Walking with 1 crutch
- Keep the crutch on the opposite side of the injured leg/foot;
- The 1st step is always with the injured leg/foot + the crutch at the same time, because the crutch should support the injured leg;
- Slightly tilt the cup forward and start walking as if you were going to put your weight on the injured leg, but rest some of your weight on the crutch;
- When the good leg is on the ground, put the crutch forward and take a step with the injured leg;
- Keep your eyes straight ahead and don't just look at your feet
Going up and down stairs with 1 crutch
- Hold onto the stair railing;
- Go up 1st with the good leg, which has more strength and then take the injured leg with the crutch, support your body weight on the handrail whenever you put the injured leg on the step;
- To descend, place the injured foot and crutch on the step,
- Then you should put your good leg down, one step at a time.
Walking with 2 crutches
- Place the crutches about 3 centimeters below the armpit, and the height of the handle should be at the same level as the hip;
- The 1st step should be with the good leg and while the injured leg is slightly bent,
- The following step must be performed with both crutches at the same time
Going up and down stairs with 2 crutches
To go up:
- Climb the first step with your sound leg, keeping both crutches on the bottom step;
- Place both crutches on the same step of the he althy leg while elevating the injured leg;
- Climb the next step with your sound leg, keeping both crutches on the bottom step.
To go down:
- Lift the foot off the floor, keeping the injured leg straight, forward to balance the body and reduce the risk of falling;
- Place crutches on the bottom step,
- Place the injured leg on the same step as the crutches;
- Get down with your sound leg.
You should not try to go down the stairs by placing a crutch on each step, so as not to run the risk of falling.

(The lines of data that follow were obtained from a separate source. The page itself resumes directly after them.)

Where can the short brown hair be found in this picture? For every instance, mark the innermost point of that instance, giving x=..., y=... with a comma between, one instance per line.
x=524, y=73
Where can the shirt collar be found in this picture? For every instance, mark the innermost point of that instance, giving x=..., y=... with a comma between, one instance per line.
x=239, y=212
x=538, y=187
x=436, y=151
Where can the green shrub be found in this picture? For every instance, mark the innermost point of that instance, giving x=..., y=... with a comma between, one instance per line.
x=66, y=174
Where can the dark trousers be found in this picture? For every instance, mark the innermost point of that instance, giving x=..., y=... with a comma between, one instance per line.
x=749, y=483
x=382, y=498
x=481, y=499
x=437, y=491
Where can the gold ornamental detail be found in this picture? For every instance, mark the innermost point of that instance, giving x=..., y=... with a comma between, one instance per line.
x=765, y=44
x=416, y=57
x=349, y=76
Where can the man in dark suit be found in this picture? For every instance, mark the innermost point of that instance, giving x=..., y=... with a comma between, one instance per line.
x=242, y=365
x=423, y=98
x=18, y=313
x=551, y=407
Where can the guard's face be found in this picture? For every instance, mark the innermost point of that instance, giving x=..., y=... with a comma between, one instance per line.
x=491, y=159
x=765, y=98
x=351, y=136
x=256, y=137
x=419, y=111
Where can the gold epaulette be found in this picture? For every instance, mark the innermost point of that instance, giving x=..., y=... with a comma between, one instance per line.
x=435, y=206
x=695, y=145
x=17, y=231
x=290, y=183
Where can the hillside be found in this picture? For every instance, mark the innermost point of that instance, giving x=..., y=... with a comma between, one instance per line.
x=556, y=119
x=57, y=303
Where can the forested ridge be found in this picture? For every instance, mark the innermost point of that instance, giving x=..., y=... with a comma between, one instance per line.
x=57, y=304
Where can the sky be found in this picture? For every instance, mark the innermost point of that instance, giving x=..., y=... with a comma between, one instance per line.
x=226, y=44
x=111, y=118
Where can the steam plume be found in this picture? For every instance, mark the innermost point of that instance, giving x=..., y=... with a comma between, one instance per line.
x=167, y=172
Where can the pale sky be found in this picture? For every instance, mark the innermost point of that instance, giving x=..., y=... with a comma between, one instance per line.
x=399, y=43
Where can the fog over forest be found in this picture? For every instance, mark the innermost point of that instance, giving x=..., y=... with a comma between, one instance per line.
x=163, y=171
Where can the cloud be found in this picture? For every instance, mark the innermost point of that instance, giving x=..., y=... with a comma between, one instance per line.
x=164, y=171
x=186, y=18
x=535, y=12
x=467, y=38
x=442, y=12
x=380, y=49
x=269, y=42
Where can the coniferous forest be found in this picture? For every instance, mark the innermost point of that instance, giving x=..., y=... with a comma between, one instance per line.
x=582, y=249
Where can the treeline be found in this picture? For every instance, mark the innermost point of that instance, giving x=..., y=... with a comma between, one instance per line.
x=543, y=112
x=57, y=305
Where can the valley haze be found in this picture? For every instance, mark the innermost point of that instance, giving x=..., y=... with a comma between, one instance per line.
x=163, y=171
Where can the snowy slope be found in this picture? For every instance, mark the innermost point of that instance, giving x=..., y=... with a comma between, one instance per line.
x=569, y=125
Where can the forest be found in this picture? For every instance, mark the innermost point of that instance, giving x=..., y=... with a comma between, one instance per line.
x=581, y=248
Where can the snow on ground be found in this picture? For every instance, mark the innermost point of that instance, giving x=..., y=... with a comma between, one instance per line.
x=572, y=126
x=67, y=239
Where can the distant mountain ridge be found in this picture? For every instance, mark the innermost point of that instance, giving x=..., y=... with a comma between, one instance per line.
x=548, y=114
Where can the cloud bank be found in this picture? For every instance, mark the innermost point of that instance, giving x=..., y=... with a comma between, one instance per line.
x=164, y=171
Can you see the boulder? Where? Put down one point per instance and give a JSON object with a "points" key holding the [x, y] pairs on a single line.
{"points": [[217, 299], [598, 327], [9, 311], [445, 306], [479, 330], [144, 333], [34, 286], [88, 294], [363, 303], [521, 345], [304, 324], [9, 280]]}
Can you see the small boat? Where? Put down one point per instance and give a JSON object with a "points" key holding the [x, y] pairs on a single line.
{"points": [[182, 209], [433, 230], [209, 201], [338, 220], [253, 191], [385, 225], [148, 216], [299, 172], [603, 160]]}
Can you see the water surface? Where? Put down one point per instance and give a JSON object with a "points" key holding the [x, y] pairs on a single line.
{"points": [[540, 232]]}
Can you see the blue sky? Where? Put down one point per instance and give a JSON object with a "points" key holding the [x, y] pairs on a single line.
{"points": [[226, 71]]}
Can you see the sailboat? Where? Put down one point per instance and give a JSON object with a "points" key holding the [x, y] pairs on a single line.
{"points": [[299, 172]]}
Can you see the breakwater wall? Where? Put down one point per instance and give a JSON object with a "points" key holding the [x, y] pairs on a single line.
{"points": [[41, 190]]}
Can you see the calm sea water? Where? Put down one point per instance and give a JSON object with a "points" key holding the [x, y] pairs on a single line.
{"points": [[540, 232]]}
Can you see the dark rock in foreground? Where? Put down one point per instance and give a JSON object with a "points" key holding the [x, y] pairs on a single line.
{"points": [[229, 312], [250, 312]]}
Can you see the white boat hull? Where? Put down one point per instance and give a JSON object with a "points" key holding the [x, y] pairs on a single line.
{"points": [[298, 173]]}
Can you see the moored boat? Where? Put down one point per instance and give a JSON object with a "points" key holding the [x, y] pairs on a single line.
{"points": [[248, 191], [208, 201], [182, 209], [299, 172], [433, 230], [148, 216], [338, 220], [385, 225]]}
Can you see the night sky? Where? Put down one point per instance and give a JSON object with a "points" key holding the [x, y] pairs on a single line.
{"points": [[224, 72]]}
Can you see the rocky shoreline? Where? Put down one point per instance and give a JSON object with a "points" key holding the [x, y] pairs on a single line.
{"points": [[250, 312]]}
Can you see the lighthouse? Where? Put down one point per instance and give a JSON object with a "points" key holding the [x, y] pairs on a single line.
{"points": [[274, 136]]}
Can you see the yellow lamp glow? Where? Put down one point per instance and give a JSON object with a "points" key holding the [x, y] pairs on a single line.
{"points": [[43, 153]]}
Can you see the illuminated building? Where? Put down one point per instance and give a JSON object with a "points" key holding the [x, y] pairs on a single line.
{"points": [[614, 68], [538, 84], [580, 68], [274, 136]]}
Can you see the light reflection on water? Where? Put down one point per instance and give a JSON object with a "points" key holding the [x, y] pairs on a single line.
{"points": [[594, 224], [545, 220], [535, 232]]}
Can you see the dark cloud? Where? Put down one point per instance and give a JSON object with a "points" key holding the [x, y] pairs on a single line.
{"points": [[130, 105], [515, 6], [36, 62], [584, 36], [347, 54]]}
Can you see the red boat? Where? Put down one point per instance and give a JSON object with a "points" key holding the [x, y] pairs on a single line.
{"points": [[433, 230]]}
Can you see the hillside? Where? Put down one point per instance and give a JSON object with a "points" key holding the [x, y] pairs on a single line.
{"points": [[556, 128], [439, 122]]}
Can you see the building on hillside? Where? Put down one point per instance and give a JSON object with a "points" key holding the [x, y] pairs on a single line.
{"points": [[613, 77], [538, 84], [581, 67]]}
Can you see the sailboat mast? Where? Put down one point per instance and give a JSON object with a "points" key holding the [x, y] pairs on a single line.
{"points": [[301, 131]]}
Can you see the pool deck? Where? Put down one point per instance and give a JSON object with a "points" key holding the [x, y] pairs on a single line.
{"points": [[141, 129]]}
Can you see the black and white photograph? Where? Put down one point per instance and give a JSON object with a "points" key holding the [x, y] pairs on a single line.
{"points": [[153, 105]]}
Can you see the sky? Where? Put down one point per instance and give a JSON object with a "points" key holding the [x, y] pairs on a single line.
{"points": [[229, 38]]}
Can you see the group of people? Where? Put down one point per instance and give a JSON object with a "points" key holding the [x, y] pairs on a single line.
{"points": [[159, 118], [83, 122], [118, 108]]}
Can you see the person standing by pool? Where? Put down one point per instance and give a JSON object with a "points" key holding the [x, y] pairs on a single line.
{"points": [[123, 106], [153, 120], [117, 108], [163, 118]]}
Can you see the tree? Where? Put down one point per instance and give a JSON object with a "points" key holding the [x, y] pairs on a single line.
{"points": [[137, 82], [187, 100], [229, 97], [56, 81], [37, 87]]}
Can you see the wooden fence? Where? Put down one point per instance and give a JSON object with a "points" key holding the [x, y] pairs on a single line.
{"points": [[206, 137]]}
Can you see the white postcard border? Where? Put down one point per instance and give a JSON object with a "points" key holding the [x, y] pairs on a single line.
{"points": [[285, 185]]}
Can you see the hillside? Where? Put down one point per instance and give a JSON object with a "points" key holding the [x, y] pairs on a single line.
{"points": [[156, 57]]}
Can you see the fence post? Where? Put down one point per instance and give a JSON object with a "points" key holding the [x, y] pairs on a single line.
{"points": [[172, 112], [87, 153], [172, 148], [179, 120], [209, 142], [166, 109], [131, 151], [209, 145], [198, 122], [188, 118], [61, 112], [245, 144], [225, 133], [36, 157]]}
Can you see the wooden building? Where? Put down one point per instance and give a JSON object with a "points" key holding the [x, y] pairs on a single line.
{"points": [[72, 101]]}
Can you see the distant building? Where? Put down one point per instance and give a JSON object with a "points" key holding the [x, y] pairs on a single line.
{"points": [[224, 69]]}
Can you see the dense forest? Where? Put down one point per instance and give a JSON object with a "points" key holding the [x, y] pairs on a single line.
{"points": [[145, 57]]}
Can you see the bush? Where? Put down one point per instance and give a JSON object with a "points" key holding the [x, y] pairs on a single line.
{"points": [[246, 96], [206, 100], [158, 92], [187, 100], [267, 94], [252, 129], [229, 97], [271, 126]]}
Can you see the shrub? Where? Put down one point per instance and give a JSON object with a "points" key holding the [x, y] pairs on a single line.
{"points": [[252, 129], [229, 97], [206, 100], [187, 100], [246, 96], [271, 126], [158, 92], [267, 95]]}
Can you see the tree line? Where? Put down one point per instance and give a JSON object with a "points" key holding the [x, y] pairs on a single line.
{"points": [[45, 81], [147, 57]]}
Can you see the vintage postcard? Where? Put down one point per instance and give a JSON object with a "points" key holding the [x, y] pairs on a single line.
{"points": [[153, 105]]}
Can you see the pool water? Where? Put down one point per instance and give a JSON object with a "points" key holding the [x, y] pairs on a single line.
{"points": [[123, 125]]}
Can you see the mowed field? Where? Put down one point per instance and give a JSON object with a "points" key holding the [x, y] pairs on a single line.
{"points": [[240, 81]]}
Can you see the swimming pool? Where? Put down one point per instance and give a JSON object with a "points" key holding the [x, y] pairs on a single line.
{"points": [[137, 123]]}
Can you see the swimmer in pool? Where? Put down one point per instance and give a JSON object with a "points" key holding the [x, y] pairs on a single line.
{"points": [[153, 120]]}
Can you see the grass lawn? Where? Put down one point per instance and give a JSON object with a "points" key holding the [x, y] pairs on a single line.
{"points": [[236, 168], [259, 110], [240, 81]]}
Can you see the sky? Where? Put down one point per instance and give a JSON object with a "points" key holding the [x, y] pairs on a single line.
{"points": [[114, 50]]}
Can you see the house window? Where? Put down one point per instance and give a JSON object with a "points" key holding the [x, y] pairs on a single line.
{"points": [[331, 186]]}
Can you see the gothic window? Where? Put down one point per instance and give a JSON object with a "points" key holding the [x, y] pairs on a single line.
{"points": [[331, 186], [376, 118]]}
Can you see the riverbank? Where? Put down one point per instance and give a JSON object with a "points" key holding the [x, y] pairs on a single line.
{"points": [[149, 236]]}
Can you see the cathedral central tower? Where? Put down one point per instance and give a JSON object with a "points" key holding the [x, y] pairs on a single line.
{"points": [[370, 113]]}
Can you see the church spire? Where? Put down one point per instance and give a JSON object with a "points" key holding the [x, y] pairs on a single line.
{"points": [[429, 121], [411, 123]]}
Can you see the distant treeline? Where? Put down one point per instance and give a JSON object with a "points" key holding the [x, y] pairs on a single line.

Other important precautions
If you think you won't be able to walk, go up or down stairs using crutches, seek help from a family member or friend to feel safer, because sometimes it can be difficult to remember all the details in the first few days, with greater risk of falling.
The time to use crutches varies according to the severity of the injury. For example, if the fracture is properly healed and the patient is able to support the weight of the body on both legs, without limping, the crutch is unnecessary. However, if the patient still needs some support to walk and to have more balance, they may need to use crutches for a longer time.